Cliniquement, la symptomatologie est celle d’une ostéomyélite chronique, faite par des douleurs, l’odeur nauséabonde, les sinus de drainage chronique, et l’induration de la masse. Le diagnostic est posé souvent tardivement vue l’évolution chronique de l’ostéomyélite.

Sur la radiographie on note souvent des processus ostéolytiques avec des limites irréguliers. Le diagnostic final repose sur la biopsie et l’étude anatomopathologique.

Un bilan locorégional et à distance est obligatoire afin d évaluer l’extension tumorale, l’ atteinte ganglionnaire et l’évaluation des métastases viscérales [4].L’atteinte ganglionnaire est fréquemment associée aux métastases viscérales [6].

Le traitement dépend de siège, de stade de la pathologie néoplasique. Il repose essentiellement sur l’exérèse du processus tumoral voire une amputation [5]. Une atteinte ganglionnaire et/ou l’une des limites est tumorale, imposent une radiothérapie complémentaire. Une chimiothérapie palliative est indiquée pour les formes métastatiques [7].

Le pronostic dépend de type histologique, de siège et de stade de la tumeur [7].

Conclusion

La dégénérescence épithéliomateuse d’une ostéomyélite chronique est une complication rare et tardive. La symptomatologie est non spécifique et le diagnostic est souvent tardive d’où l’intérêt de bien traiter l’ostéomyélite, et d’assurer une surveillance régulière.

Références
  1. McGrory J, Pritchard D, Unni K, Ilstrup D, Rowland C. Malignant lesions arising in chronic osteomyelitis. Clin Orthop Relat Res. 1999;:181-9 pubmed
  2. Gebhart M, Fabeck L, Muller C. [Malignant transformation of chronic osteomyelitis and its scar tissue: apropos of 3 cases]. Acta Orthop Belg. 1993;59:327-32 pubmed
  3. Fitzgerald R, Brewer N, Dahlin D. Squamous-cell carcinoma complicating chronic osteomyelitis.
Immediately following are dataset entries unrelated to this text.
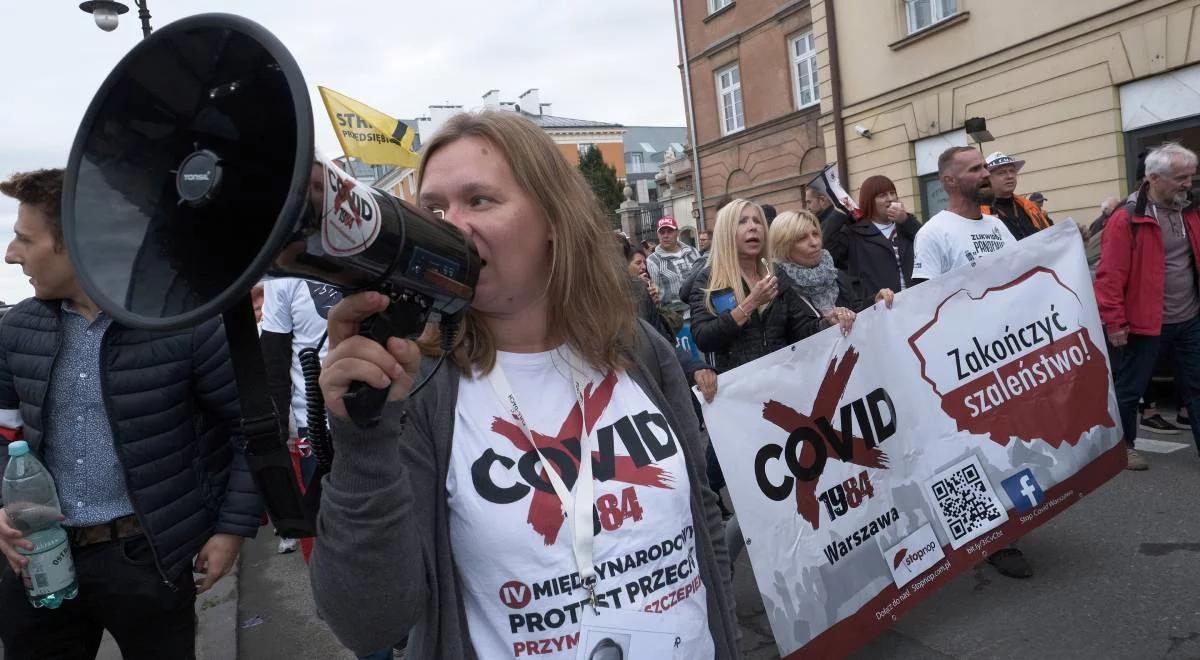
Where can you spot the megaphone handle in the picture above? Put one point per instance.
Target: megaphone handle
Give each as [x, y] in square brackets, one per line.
[402, 318]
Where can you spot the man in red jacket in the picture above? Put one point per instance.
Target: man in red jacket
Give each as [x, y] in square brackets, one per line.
[1146, 285]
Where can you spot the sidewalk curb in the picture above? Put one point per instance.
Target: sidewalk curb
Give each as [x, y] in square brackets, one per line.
[216, 630]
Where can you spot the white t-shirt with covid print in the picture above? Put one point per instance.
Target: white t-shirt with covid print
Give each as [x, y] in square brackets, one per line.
[949, 240]
[511, 544]
[299, 307]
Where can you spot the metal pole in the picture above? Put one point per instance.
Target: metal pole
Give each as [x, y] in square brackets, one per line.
[144, 15]
[691, 117]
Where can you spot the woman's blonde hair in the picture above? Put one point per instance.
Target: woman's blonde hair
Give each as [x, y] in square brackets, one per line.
[790, 227]
[723, 256]
[589, 303]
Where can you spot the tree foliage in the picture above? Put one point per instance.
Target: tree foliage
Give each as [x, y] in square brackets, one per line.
[603, 179]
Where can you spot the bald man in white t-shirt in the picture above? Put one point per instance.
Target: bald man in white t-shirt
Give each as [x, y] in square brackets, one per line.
[958, 237]
[961, 233]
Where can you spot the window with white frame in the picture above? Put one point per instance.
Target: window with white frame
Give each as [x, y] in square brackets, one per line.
[923, 13]
[718, 5]
[729, 96]
[804, 70]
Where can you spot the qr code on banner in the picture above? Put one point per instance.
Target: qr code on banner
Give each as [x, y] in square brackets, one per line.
[965, 502]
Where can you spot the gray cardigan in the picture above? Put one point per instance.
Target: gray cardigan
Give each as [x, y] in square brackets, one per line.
[383, 565]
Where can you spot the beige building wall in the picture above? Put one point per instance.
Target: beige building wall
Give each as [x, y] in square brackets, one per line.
[1044, 75]
[779, 150]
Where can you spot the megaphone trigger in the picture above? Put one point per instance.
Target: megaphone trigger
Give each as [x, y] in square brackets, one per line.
[405, 317]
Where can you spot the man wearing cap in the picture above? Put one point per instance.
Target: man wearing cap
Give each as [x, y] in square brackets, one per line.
[671, 263]
[1023, 216]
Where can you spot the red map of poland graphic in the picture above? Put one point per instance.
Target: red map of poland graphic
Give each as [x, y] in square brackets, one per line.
[545, 510]
[823, 406]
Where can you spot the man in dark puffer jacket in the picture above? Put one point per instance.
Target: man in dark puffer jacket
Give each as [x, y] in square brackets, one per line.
[142, 433]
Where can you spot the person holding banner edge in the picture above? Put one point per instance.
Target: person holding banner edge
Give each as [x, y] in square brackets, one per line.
[1155, 306]
[743, 307]
[958, 237]
[414, 531]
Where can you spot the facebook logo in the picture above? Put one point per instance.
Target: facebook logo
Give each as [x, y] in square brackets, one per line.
[1024, 491]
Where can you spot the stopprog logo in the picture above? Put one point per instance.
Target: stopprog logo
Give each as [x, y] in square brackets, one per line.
[646, 436]
[813, 441]
[1017, 361]
[913, 555]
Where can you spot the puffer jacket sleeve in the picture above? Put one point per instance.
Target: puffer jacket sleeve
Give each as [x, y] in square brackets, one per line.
[712, 333]
[217, 391]
[803, 319]
[10, 406]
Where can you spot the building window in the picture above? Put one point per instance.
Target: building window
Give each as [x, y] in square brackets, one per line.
[729, 91]
[804, 71]
[718, 5]
[923, 13]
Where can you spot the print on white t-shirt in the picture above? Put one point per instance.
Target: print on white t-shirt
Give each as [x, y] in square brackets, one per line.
[511, 544]
[299, 307]
[949, 240]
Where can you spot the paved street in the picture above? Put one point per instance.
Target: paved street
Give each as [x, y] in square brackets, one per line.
[1116, 577]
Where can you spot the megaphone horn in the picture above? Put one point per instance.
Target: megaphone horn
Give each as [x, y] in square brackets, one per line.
[193, 175]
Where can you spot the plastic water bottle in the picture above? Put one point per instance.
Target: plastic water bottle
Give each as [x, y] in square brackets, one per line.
[33, 505]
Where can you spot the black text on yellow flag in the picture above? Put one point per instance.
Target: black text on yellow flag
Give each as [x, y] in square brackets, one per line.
[369, 135]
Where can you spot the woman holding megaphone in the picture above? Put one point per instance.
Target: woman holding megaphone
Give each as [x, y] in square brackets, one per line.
[467, 515]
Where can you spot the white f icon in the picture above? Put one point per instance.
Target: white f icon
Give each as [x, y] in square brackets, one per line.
[1027, 490]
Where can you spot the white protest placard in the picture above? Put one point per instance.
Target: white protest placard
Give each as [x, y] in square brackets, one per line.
[867, 471]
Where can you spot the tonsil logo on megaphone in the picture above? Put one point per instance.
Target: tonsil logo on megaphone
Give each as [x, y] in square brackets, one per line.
[351, 220]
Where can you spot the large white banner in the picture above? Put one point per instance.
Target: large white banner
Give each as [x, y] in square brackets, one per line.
[867, 471]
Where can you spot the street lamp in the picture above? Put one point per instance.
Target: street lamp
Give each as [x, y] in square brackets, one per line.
[107, 13]
[977, 127]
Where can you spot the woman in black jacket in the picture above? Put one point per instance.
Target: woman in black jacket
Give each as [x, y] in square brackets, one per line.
[797, 246]
[743, 309]
[879, 249]
[739, 309]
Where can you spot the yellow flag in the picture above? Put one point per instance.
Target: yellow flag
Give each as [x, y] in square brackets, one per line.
[369, 135]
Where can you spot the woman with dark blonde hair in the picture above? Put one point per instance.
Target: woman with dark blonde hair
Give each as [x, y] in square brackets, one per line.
[796, 243]
[741, 310]
[471, 495]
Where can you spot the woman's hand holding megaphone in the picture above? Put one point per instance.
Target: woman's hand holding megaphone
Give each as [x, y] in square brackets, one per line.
[357, 358]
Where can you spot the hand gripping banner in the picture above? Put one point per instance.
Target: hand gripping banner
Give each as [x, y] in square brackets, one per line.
[868, 471]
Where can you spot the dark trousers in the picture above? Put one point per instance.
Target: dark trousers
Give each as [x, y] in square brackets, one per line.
[120, 591]
[1137, 367]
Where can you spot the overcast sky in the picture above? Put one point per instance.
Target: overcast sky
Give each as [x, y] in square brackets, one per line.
[611, 61]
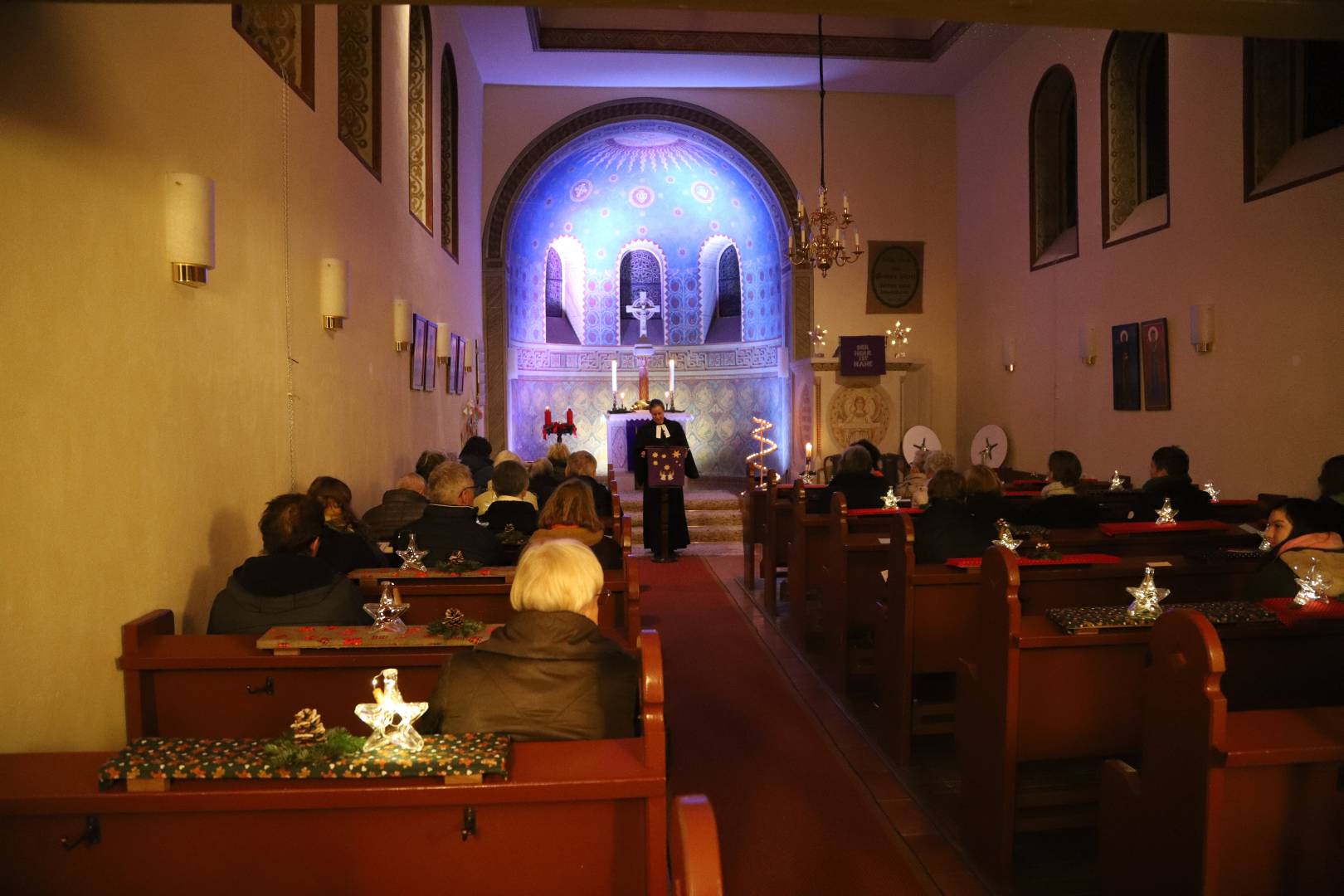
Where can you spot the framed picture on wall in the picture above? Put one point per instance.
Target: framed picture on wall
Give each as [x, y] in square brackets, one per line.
[431, 355]
[1157, 377]
[1124, 367]
[418, 351]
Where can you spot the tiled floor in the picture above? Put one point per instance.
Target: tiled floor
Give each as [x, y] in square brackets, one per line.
[945, 865]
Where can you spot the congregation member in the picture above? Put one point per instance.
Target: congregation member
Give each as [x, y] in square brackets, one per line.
[570, 514]
[1298, 535]
[476, 457]
[548, 674]
[542, 481]
[945, 529]
[582, 466]
[401, 507]
[1060, 507]
[1170, 479]
[511, 505]
[855, 480]
[286, 585]
[1331, 504]
[449, 524]
[344, 543]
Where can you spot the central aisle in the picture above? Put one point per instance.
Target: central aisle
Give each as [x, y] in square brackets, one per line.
[793, 817]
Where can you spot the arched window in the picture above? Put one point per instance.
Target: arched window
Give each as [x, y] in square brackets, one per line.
[1294, 113]
[1054, 169]
[420, 116]
[1133, 128]
[359, 84]
[448, 152]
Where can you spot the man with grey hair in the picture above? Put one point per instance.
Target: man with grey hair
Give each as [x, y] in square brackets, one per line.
[448, 524]
[401, 507]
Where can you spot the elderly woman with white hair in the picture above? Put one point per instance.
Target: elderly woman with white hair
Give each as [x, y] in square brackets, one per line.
[548, 674]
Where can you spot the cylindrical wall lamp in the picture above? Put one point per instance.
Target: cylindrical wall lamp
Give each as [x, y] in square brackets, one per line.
[334, 297]
[1202, 328]
[1088, 344]
[401, 324]
[191, 227]
[442, 343]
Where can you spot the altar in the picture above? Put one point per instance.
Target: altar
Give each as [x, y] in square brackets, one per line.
[620, 434]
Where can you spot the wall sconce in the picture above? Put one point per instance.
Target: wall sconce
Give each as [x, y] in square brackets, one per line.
[401, 324]
[334, 296]
[191, 227]
[1202, 328]
[1088, 344]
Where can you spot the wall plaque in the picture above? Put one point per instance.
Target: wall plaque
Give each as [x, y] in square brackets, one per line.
[895, 277]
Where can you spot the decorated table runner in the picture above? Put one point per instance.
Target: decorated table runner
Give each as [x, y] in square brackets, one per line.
[199, 759]
[1069, 559]
[1089, 620]
[318, 637]
[1191, 525]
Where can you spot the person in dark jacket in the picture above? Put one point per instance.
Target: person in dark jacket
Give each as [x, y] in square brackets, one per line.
[476, 457]
[1170, 479]
[449, 522]
[344, 544]
[548, 674]
[509, 508]
[1060, 507]
[1298, 535]
[286, 585]
[945, 529]
[399, 508]
[582, 465]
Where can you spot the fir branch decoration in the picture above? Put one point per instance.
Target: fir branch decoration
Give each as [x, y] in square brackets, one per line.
[455, 625]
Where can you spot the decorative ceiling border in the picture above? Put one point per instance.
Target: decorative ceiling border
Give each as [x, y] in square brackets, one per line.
[735, 43]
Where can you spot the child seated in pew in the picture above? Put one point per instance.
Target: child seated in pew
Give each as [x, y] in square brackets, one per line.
[286, 585]
[1060, 507]
[1298, 535]
[548, 674]
[945, 529]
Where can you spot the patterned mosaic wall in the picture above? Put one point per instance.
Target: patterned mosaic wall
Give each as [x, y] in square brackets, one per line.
[719, 434]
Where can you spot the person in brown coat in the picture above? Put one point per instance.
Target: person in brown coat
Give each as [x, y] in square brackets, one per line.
[548, 674]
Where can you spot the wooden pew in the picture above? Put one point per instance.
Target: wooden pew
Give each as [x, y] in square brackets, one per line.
[694, 844]
[926, 620]
[592, 815]
[1030, 692]
[1227, 802]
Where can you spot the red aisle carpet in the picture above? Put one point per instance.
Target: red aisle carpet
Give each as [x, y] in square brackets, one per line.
[793, 818]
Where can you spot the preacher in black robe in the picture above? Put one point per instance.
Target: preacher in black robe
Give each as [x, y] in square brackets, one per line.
[650, 436]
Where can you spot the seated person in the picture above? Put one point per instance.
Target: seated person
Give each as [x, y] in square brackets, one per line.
[286, 585]
[344, 544]
[509, 505]
[855, 481]
[986, 499]
[570, 514]
[449, 522]
[548, 674]
[1060, 505]
[542, 481]
[1298, 533]
[945, 529]
[1331, 504]
[583, 466]
[1170, 479]
[399, 508]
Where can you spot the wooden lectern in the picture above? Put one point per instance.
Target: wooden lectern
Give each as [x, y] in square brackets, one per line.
[665, 470]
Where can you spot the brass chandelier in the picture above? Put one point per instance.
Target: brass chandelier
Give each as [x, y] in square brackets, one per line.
[816, 240]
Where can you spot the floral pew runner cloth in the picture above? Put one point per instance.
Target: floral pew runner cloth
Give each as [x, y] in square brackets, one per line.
[464, 758]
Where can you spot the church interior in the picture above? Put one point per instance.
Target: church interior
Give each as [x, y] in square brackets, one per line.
[386, 229]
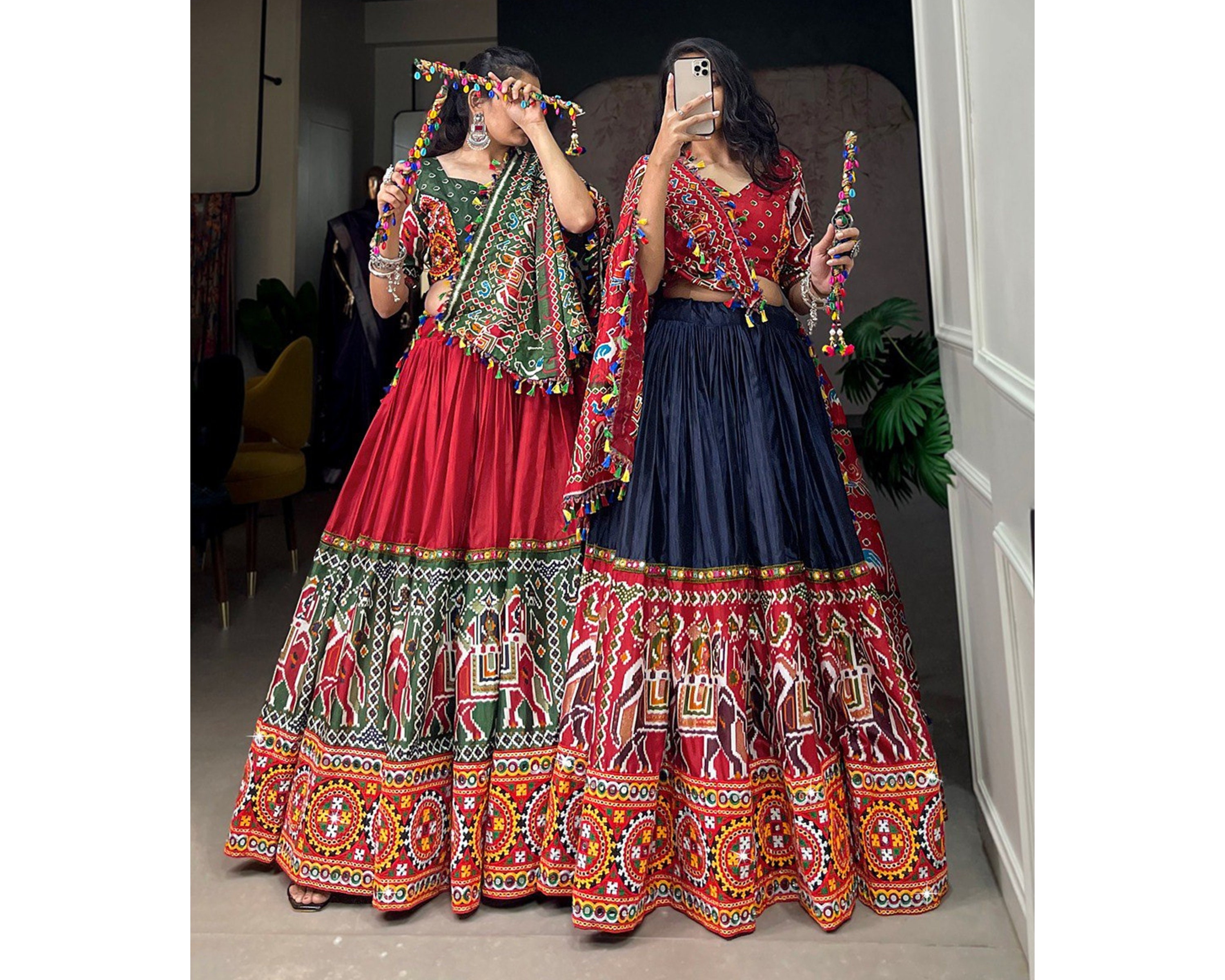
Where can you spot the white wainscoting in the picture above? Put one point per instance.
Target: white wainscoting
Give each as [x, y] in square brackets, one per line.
[1012, 383]
[993, 569]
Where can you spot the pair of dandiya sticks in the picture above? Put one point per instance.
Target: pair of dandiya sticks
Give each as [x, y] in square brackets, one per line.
[457, 80]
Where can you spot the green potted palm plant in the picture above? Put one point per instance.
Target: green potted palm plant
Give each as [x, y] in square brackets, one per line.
[276, 318]
[896, 370]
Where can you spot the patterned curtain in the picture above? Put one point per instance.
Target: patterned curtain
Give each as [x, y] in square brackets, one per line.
[212, 275]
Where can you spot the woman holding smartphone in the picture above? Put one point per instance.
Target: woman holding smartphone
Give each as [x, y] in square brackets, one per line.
[742, 719]
[406, 742]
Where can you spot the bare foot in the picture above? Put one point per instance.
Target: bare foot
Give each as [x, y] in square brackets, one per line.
[307, 897]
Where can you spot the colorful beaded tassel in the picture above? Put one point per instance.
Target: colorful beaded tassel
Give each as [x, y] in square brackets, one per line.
[842, 220]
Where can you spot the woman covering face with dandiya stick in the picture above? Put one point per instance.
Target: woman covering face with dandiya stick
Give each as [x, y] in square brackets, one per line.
[405, 748]
[742, 719]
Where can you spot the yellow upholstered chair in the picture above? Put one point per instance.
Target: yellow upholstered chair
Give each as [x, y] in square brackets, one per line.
[270, 463]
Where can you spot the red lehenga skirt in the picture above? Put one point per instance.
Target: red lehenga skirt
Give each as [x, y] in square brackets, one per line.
[742, 719]
[406, 744]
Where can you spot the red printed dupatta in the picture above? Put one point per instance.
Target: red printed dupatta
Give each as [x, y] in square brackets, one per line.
[712, 252]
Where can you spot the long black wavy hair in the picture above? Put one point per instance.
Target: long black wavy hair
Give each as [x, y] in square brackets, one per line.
[454, 119]
[749, 123]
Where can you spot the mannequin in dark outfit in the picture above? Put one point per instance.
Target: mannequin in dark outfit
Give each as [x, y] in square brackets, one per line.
[358, 348]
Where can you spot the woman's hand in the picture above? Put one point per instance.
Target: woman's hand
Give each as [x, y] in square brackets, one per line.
[832, 253]
[395, 194]
[520, 92]
[675, 125]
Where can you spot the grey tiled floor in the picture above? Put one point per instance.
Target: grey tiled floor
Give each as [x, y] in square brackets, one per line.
[244, 930]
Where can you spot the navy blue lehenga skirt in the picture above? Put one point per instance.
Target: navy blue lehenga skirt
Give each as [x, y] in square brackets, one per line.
[734, 462]
[742, 722]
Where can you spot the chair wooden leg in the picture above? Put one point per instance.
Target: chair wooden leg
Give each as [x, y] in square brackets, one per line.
[220, 586]
[253, 537]
[287, 506]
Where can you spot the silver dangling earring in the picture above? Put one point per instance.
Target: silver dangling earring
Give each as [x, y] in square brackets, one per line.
[478, 136]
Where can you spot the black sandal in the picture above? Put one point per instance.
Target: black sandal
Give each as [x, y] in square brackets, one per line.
[304, 906]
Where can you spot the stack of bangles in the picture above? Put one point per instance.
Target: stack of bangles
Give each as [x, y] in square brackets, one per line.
[391, 270]
[813, 299]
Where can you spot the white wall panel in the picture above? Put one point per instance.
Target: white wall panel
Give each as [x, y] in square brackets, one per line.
[974, 64]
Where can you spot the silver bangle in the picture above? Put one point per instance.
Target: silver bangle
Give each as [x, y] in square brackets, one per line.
[381, 264]
[392, 270]
[813, 299]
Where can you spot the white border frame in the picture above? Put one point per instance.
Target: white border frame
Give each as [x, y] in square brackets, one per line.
[1011, 383]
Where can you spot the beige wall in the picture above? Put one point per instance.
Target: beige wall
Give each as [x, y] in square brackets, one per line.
[222, 134]
[976, 75]
[225, 94]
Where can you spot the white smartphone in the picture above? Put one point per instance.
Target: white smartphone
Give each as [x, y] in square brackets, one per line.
[691, 78]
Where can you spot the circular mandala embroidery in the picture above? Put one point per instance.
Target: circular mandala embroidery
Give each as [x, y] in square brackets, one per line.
[270, 797]
[427, 830]
[539, 817]
[501, 825]
[735, 858]
[334, 819]
[637, 846]
[775, 830]
[813, 852]
[691, 849]
[384, 836]
[931, 827]
[595, 852]
[840, 841]
[889, 842]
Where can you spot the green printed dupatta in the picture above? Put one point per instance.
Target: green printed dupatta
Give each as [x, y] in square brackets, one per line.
[528, 292]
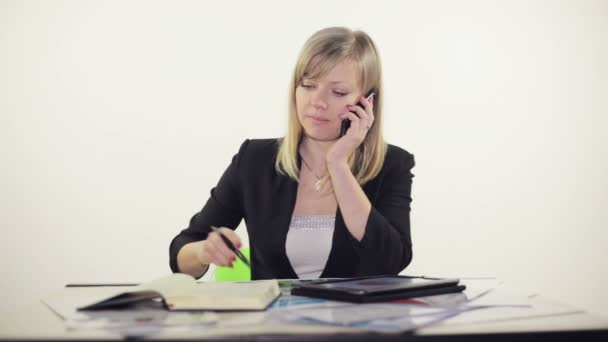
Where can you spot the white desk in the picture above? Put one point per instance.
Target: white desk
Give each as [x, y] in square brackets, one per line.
[37, 322]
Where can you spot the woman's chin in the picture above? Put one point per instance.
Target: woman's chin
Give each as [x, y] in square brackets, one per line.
[321, 135]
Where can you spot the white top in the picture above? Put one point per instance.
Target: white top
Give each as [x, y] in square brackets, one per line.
[308, 244]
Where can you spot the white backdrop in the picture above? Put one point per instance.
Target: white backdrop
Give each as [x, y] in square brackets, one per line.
[117, 118]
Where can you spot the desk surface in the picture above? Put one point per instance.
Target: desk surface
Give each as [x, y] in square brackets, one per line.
[37, 321]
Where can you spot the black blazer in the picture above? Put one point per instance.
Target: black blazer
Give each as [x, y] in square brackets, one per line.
[252, 189]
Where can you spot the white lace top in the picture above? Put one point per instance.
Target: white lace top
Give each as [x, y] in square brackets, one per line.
[308, 244]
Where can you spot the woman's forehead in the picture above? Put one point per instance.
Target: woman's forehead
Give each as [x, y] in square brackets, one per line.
[345, 71]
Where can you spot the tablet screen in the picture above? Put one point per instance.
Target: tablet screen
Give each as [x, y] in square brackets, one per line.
[381, 283]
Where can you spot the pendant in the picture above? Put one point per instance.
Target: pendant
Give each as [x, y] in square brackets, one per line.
[318, 185]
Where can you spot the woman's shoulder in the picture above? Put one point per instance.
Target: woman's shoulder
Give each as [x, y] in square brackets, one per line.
[398, 155]
[259, 147]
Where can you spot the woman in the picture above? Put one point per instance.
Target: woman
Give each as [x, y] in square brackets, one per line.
[316, 204]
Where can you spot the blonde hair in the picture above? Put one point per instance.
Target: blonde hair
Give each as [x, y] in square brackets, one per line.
[321, 52]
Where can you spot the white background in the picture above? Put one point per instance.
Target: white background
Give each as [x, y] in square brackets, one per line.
[118, 117]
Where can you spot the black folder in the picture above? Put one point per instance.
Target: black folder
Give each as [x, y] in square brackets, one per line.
[378, 288]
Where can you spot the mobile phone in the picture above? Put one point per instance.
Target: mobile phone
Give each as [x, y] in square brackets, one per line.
[346, 122]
J Bone Joint Surg Am. 1976;58:1146-8 pubmed
  4. Laffosse J, Bensafi H, Accadbled F, Fabie F, Tricoire J, Puget J. [Squamous-cell carcinoma and osteomyelitis: three cases and a review of the literature]. Rev Chir Orthop Reparatrice Appar Mot. 2007;93:72-7 pubmed
  5. Noonan K, Goetz D, Marsh J, Peterson K. Rapidly destructive squamous cell carcinoma as a complication of chronic osteomyelitis. Orthopedics. 1993;16:1140-4 pubmed
  6. Saglik Y, Arikan M, Altay M, Yildiz Y. Squamous cell carcinoma arising in chronic osteomyelitis. Int Orthop. 2001;25:389-91 pubmed
  7. Tobin C, Sanger JR. Marjolin’s Ulcers: A Case Series and Literature Review. Wounds. 2014;26(9):248-254.